Le DHugues Loemba, médecin de famille, virologue et professeur à la faculté de médecine de l’Université d’Ottawa, est du même avis : selon lui, il est essentiel de cribler et de séquencer le plus de cas possible.

C’est important de suivre la progression des différents variants, parce que ça nous permettrait de mettre des mesures plus strictes dans les régions où la présence du variant Delta est plus grande.

Le Dr Hugues Loemba, professeur à la faculté de médecine de l’Université d’Ottawa

Le DLoemba affirme que le variant Delta peut causer de grosses éclosions et infecter des régions en entier. « On ne serait pas obligé de remettre les mesures à la grandeur du Québec, mais on pourrait les remettre dans les régions plus touchées pour circonscrire la propagation du variant », insiste-t-il.

Ultimement, l’objectif n’est pas d’arrêter complètement la propagation du variant, mais de ralentir sa progression, afin de laisser le temps à la population de se faire vacciner adéquatement, indique le DLoemba. « On n’est pas une île. C’est sûr qu’on va avoir une vague du variant Delta, mais elle va venir plus tard que les autres pays. » Il soulève par ailleurs que le variant Alpha avait également causé une vague de cas en Grande-Bretagne et en Europe avant d’arriver au Canada, il y a quelques mois.

« C’est certain que le Delta va devenir dominant. C’est écrit dans le ciel. La seule raison pour laquelle ce ne serait pas le cas, ce serait soit qu’on a vacciné tout le monde, soit qu’un nouveau variant arrive et prenne la place du Delta », ajoute à ce sujet le DMarquis.

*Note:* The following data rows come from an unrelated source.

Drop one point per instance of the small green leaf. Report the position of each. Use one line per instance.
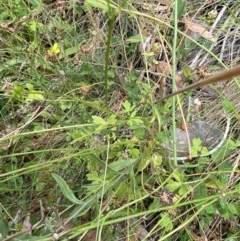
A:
(65, 189)
(229, 107)
(121, 164)
(172, 185)
(97, 4)
(196, 141)
(181, 8)
(98, 120)
(136, 39)
(166, 222)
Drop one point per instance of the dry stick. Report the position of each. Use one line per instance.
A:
(222, 76)
(26, 230)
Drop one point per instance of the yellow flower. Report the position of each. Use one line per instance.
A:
(54, 50)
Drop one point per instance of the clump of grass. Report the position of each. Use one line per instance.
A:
(82, 131)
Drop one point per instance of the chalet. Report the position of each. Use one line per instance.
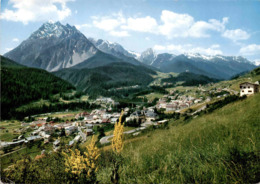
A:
(171, 107)
(248, 88)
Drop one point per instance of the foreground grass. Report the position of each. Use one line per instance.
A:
(221, 147)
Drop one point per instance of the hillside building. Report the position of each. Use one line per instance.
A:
(248, 88)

D’ailleurs, les symptômes d’une infection à la COVID-19 avec le variant Delta ne semblent pas les mêmes que ceux observés avec la souche initiale du virus. La perte d’odorat ne semble plus faire partie des principaux symptômes. Les symptômes s’apparentent plutôt à une grippe, indique le DMarquis. « À ce moment-ci, dans l’hémisphère Nord, il n’y en a pas, d’influenza, alors si quelqu’un a des symptômes grippaux, c’est la COVID-19 », conclut-il.

Séquençage et criblage, quelles différences ?

Le séquençage est la méthode la plus efficace pour identifier les variants préoccupants, puisqu’elle permet d’analyser la génétique complète d’un virus. C’est toutefois un procédé long et coûteux qui ne peut s’effectuer que sur une fraction des cas positifs. Le criblage est une technique plus rapide et à faible coût qui permet de déterminer si les cas positifs sont dus à l’un des variants préoccupants. Si le test au criblage s’avère positif, les autorités sanitaires pourront effectuer un séquençage complet pour déterminer précisément de quel variant il s’agit.